The movie has already garnered unprecedented criticism for its ruthless portrayal of the hyper-sexualization of young women — Fathia Youssouf, the actress playing the main character is still underage — with some deeming the cautionary tale as a failed attempt to combat a daunting societal tendency.
'Cuties' features underage actresses like Fathia Youssouf.
To make Cuties all the more impactful — or terrifying, depending on how you look at it — screenwriter and director Maïmouna Doucouré insisted on working with an exceptionally young cast.
Fathia, the actress playing Amy, an 11-year-old Senegalese Muslim girl living in a Parisian suburb, is only 14 years old in real life. Likewise, Médina El Aidi-Azouni, who plays carefree dance crew leader Angelica, is 12 years old.
Cuties charts the young girls' first attempts to figure out the underlying implications of gendered behaviors.
From twerking to butt-bumping and wearing super-tight, immodest items of clothing, the tweens experiment with cultural constructs and rituals older girls seem to be able to pull off more adroitly.
For Amy, these attempts bear the promise of rebellion. Raised by a Senegalese mother, Mariam (Maïmouna Gueye), she was taught to act reticent and bashful — the direct opposite of the forthcoming, bolder than necessary, and sometimes outrageous self-presentation the other members of her dance group prefer.
The movie charts her struggles to reconcile these radically different aspects of her identity. At the same time, it also sheds light on the sheer difficulties of finding one's place in a world fraught with contradictions.
'Cuties' came under fire for its harrowing portrayal of the sexualization of young women.

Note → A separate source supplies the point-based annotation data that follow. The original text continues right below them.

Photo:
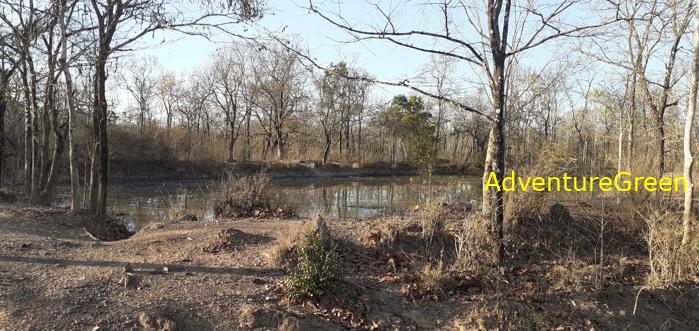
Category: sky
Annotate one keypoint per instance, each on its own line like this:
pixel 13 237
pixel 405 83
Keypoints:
pixel 324 41
pixel 327 43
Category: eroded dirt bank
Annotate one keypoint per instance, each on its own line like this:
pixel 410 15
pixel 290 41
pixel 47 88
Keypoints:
pixel 180 276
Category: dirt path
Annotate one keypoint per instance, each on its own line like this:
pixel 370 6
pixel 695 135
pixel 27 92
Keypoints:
pixel 54 276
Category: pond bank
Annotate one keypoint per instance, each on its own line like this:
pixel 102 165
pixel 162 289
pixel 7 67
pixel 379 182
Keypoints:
pixel 126 172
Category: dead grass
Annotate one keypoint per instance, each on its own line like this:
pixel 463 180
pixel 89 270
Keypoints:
pixel 475 249
pixel 283 253
pixel 552 161
pixel 248 196
pixel 668 260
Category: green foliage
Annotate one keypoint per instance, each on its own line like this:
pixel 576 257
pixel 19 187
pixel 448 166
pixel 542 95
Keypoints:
pixel 318 269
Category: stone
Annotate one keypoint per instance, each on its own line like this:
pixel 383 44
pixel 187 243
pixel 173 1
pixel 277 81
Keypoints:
pixel 290 323
pixel 128 280
pixel 153 323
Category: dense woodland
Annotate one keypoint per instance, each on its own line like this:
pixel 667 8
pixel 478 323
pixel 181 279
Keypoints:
pixel 623 101
pixel 540 88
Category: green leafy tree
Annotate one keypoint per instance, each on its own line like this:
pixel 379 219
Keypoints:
pixel 408 121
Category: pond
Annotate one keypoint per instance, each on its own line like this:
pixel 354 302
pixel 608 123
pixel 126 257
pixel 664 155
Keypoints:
pixel 346 198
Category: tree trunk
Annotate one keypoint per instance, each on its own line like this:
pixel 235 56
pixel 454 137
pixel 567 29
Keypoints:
pixel 3 108
pixel 231 143
pixel 688 157
pixel 101 137
pixel 326 149
pixel 72 157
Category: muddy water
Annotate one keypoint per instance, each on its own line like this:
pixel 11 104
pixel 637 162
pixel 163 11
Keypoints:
pixel 346 198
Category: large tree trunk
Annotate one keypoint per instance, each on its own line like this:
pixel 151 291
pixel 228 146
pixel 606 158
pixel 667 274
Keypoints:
pixel 493 207
pixel 247 154
pixel 231 142
pixel 70 101
pixel 688 157
pixel 326 149
pixel 660 143
pixel 3 108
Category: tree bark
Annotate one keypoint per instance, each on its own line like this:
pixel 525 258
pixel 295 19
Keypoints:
pixel 70 101
pixel 687 214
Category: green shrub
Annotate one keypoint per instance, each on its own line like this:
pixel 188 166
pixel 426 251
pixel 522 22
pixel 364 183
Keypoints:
pixel 318 269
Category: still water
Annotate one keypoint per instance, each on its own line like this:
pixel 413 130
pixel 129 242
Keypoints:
pixel 345 198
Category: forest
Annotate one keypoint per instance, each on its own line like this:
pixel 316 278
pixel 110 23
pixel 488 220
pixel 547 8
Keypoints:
pixel 333 165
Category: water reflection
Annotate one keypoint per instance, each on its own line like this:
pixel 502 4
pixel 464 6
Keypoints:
pixel 332 198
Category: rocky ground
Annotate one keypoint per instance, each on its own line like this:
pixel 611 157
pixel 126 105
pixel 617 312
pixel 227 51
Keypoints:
pixel 55 275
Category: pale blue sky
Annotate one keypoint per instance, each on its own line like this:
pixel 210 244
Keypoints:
pixel 379 58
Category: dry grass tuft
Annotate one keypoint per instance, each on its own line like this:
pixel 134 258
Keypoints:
pixel 552 161
pixel 668 260
pixel 476 251
pixel 285 252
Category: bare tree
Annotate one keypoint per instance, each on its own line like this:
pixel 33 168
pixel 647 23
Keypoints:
pixel 507 32
pixel 228 73
pixel 121 24
pixel 687 215
pixel 278 92
pixel 140 82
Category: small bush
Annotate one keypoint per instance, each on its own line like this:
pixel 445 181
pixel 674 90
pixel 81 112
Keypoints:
pixel 246 196
pixel 552 161
pixel 318 269
pixel 432 218
pixel 284 253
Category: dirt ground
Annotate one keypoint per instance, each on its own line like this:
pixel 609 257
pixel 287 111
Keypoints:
pixel 179 276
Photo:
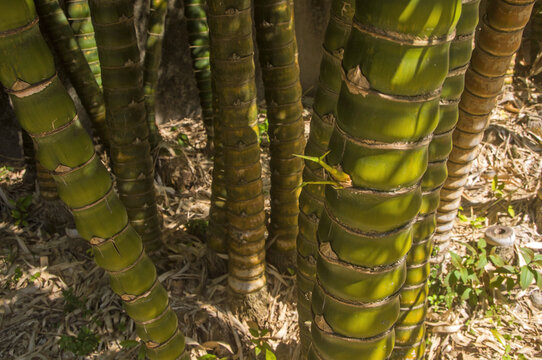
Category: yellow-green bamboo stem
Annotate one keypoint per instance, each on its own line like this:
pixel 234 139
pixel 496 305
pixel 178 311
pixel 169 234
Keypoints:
pixel 218 219
pixel 394 65
pixel 410 327
pixel 153 56
pixel 497 42
pixel 277 48
pixel 198 38
pixel 230 30
pixel 128 130
pixel 73 59
pixel 45 110
pixel 311 200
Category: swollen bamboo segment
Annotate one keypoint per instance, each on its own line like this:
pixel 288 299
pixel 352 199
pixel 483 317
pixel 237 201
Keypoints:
pixel 198 38
pixel 497 42
pixel 277 48
pixel 311 200
pixel 230 26
pixel 153 56
pixel 45 110
pixel 410 329
pixel 394 65
pixel 126 121
pixel 73 59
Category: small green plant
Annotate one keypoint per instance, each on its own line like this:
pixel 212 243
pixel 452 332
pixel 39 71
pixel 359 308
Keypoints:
pixel 73 302
pixel 4 172
pixel 182 140
pixel 476 222
pixel 263 128
pixel 210 357
pixel 262 350
pixel 475 282
pixel 83 344
pixel 497 187
pixel 20 211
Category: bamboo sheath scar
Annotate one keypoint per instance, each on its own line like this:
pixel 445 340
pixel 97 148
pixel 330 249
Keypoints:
pixel 45 110
pixel 311 200
pixel 153 56
pixel 410 328
pixel 497 42
pixel 277 46
pixel 198 38
pixel 394 65
pixel 79 17
pixel 67 46
pixel 230 29
pixel 126 121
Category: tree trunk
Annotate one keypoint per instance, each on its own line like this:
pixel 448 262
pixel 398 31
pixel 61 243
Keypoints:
pixel 277 48
pixel 45 110
pixel 153 56
pixel 394 65
pixel 497 42
pixel 311 200
pixel 126 121
pixel 198 38
pixel 75 63
pixel 410 328
pixel 230 29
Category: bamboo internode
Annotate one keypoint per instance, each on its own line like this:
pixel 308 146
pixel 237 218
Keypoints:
pixel 45 110
pixel 497 42
pixel 394 66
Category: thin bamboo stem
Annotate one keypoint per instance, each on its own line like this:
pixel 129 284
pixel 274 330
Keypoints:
pixel 496 44
pixel 45 110
pixel 75 63
pixel 127 125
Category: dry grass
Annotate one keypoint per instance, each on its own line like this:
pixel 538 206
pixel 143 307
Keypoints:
pixel 37 268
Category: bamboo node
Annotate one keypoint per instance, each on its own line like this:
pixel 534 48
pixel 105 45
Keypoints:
pixel 357 83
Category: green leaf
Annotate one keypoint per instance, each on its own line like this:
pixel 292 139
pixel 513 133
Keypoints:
pixel 128 344
pixel 269 355
pixel 456 260
pixel 511 211
pixel 526 277
pixel 527 254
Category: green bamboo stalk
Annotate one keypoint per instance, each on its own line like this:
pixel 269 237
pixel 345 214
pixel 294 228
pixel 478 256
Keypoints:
pixel 277 48
pixel 79 17
pixel 45 110
pixel 153 56
pixel 311 200
pixel 76 65
pixel 126 118
pixel 198 39
pixel 218 218
pixel 497 42
pixel 410 327
pixel 230 30
pixel 394 65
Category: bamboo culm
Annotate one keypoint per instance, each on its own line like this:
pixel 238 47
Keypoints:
pixel 277 47
pixel 232 63
pixel 410 327
pixel 73 58
pixel 198 39
pixel 127 126
pixel 311 200
pixel 45 110
pixel 394 65
pixel 153 56
pixel 497 42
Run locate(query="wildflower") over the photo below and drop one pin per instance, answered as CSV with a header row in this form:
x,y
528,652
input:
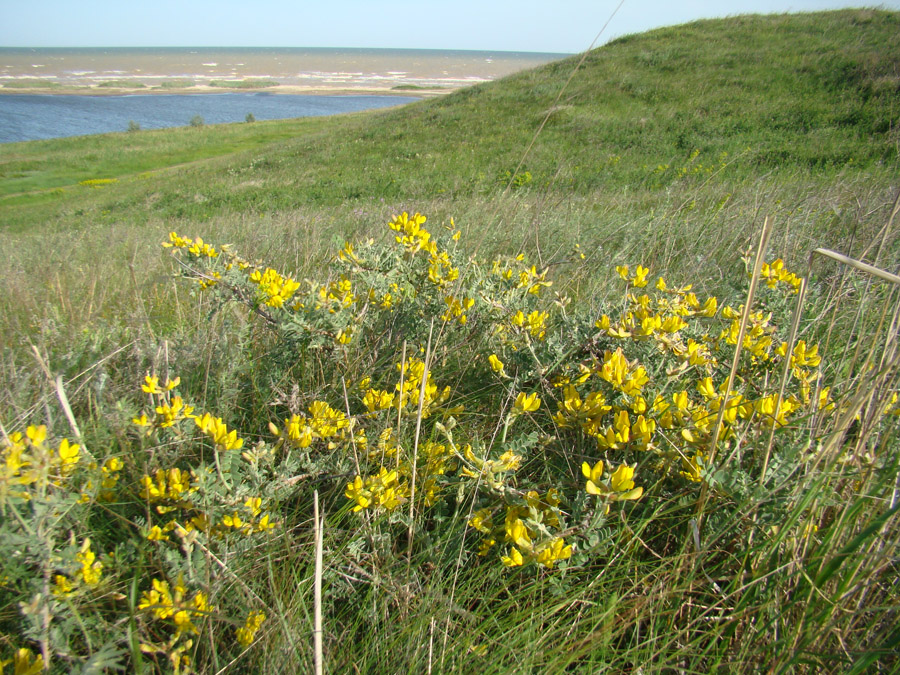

"Today, the sexier and the more objectified a woman is, the more value she has in the eyes of social media," Maïmouna explained in a previous interview with Cineuropa.
Eager to create a film that explores the sexual development of young women, the director and screenwriter interviewed groups of young girls she met on the street. She spent about a year and a half collecting real-life stories before setting out to work on the movie.
"I needed the 2020 version of that youth, so for a year and a half, I stopped groups of young girls in the street, sometimes in schools or when organisations opened their doors to me," Maïmouna told Cineuropa.
"I recorded them or filmed them when I had their parents’ authorisation, and I gathered their stories to find out where they situated themselves as children, as girls, as future women; how they placed themselves in society with their girlfriends, their families, at school, with social networks," she added shortly after.
Cuties has won the Directing Jury Award at the 2020 Sundance Film Festival. The critics may have responded to the film positively, but prospective audiences have turned out to be far less optimistic.
There are several Change.org petitions campaigning for its removal from Netflix, even though the movie won't be available on the platform before Sept. 9, 2020.